Gannett Co Inc reported better-than-expected revenue and higher profit on strong television advertising from the Summer Olympics and the U.S. presidential election and online subscription revenue from its newspapers.
The owner of newspapers and television stations said on Monday that third-quarter revenue rose 3.4 percent to $1.31 billion. Analysts expected revenue of $1.29 billion, according to Thomson Reuters I/B/E/S.
Net income increased to $133.1 million, or 56 cents per share, from $99.8 million, or 41 cents per share, in the same quarter last year. Analysts expected earnings per share of 53 cents.

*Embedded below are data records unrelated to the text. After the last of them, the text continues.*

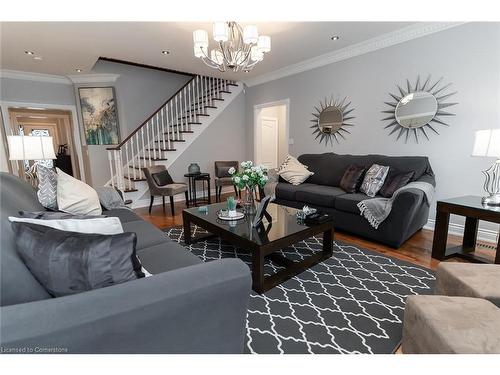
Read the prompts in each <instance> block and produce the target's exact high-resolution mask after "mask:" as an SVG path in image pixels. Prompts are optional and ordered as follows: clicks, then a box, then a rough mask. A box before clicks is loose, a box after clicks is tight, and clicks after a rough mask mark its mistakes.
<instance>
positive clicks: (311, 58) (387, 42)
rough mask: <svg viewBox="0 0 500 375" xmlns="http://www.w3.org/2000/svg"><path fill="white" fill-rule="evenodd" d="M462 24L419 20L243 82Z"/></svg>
mask: <svg viewBox="0 0 500 375" xmlns="http://www.w3.org/2000/svg"><path fill="white" fill-rule="evenodd" d="M463 24H464V22H419V23H416V24H414V25H410V26H407V27H404V28H402V29H399V30H396V31H393V32H390V33H386V34H382V35H379V36H376V37H374V38H371V39H368V40H365V41H363V42H360V43H356V44H353V45H351V46H347V47H344V48H341V49H339V50H336V51H333V52H330V53H326V54H324V55H320V56H316V57H313V58H311V59H307V60H304V61H301V62H299V63H297V64H292V65H288V66H286V67H283V68H280V69H277V70H274V71H272V72H269V73H264V74H261V75H259V76H257V77H254V78H250V79H248V80H245V81H244V83H245V84H246V85H247V86H248V87H252V86H256V85H260V84H263V83H266V82H270V81H274V80H276V79H279V78H283V77H287V76H290V75H293V74H297V73H301V72H305V71H308V70H311V69H315V68H319V67H322V66H325V65H329V64H333V63H336V62H339V61H343V60H347V59H350V58H352V57H356V56H360V55H364V54H365V53H369V52H373V51H376V50H379V49H382V48H386V47H390V46H394V45H396V44H399V43H403V42H407V41H409V40H413V39H417V38H421V37H423V36H426V35H430V34H434V33H437V32H440V31H444V30H447V29H450V28H452V27H456V26H460V25H463Z"/></svg>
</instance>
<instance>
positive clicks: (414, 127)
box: [394, 91, 438, 129]
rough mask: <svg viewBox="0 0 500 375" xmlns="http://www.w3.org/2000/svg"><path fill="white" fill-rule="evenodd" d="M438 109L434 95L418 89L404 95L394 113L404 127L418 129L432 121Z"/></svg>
mask: <svg viewBox="0 0 500 375" xmlns="http://www.w3.org/2000/svg"><path fill="white" fill-rule="evenodd" d="M437 110H438V103H437V100H436V98H435V97H434V95H432V94H431V93H429V92H426V91H417V92H412V93H410V94H407V95H406V96H404V97H403V98H402V99H401V100H400V101H399V103H398V105H397V106H396V110H395V113H394V114H395V116H396V120H397V122H398V123H399V125H401V126H402V127H403V128H407V129H416V128H421V127H422V126H424V125H426V124H428V123H429V122H431V120H432V119H433V118H434V116H436V113H437Z"/></svg>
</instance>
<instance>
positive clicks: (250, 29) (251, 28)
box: [243, 25, 259, 44]
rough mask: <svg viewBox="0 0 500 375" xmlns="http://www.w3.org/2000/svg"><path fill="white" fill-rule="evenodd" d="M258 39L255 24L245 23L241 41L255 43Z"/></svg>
mask: <svg viewBox="0 0 500 375" xmlns="http://www.w3.org/2000/svg"><path fill="white" fill-rule="evenodd" d="M258 40H259V32H258V31H257V26H255V25H247V26H245V27H244V28H243V42H244V43H245V44H250V43H257V41H258Z"/></svg>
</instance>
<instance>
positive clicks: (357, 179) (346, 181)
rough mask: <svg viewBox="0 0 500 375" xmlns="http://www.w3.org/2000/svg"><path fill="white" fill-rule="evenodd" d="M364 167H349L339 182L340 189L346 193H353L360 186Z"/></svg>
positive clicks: (357, 165) (363, 172)
mask: <svg viewBox="0 0 500 375" xmlns="http://www.w3.org/2000/svg"><path fill="white" fill-rule="evenodd" d="M364 172H365V167H361V166H358V165H350V166H349V167H347V169H346V170H345V172H344V175H343V176H342V179H341V180H340V187H341V188H342V189H343V190H345V191H346V192H348V193H355V192H356V191H357V190H358V189H359V185H360V184H361V181H362V179H361V177H362V176H363V173H364Z"/></svg>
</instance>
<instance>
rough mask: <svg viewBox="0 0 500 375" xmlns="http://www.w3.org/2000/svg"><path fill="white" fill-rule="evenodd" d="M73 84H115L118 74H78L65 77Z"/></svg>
mask: <svg viewBox="0 0 500 375" xmlns="http://www.w3.org/2000/svg"><path fill="white" fill-rule="evenodd" d="M67 77H68V78H69V79H70V80H71V82H73V83H109V82H115V81H116V80H117V79H118V77H120V75H119V74H78V75H69V76H67Z"/></svg>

Still, investors sent shares down 3.6 percent to $17.25 in early trading on Monday despite the positive numbers.
Evercore analyst Doug Arthur thinks investors were looking for a bigger upside. "The stock has done awfully well," he said about the 26 percent run-up over the past three months.
A record for third-quarter revenues at its broadcasting division and a moderating decline at its U.S. newspapers suggested the momentum will continue into the fourth quarter, said Benchmark Co analyst Edward Atorino.
"Political (advertising) is going off the chart, and newspapers are on track, which is encouraging," he said.
Gannett, the largest U.S. newspaper chain with 82 properties including USA Today, implemented a plan unveiled earlier this year to reduce its dependence on advertising at its newspapers and to capitalize on broadcast TV.
As a result of a digital pay model rolled out to 71 markets, circulation revenue rose 10 percent at its U.S. newspapers.
Even the pace of advertising declines has begun to slow. Advertising revenue at its publishing division fell 6.6 percent, compared with an 8 percent decline in the second quarter.
Gannett also owns a group of newspapers in Great Britain.
Total publishing revenue dropped 3 percent to $890.2 million , while broadcasting revenue increased 36 percent to $237.0 million.
Digital revenue increased almost 5 percent to $182.0 million, contributing more than 25 percent of total revenue.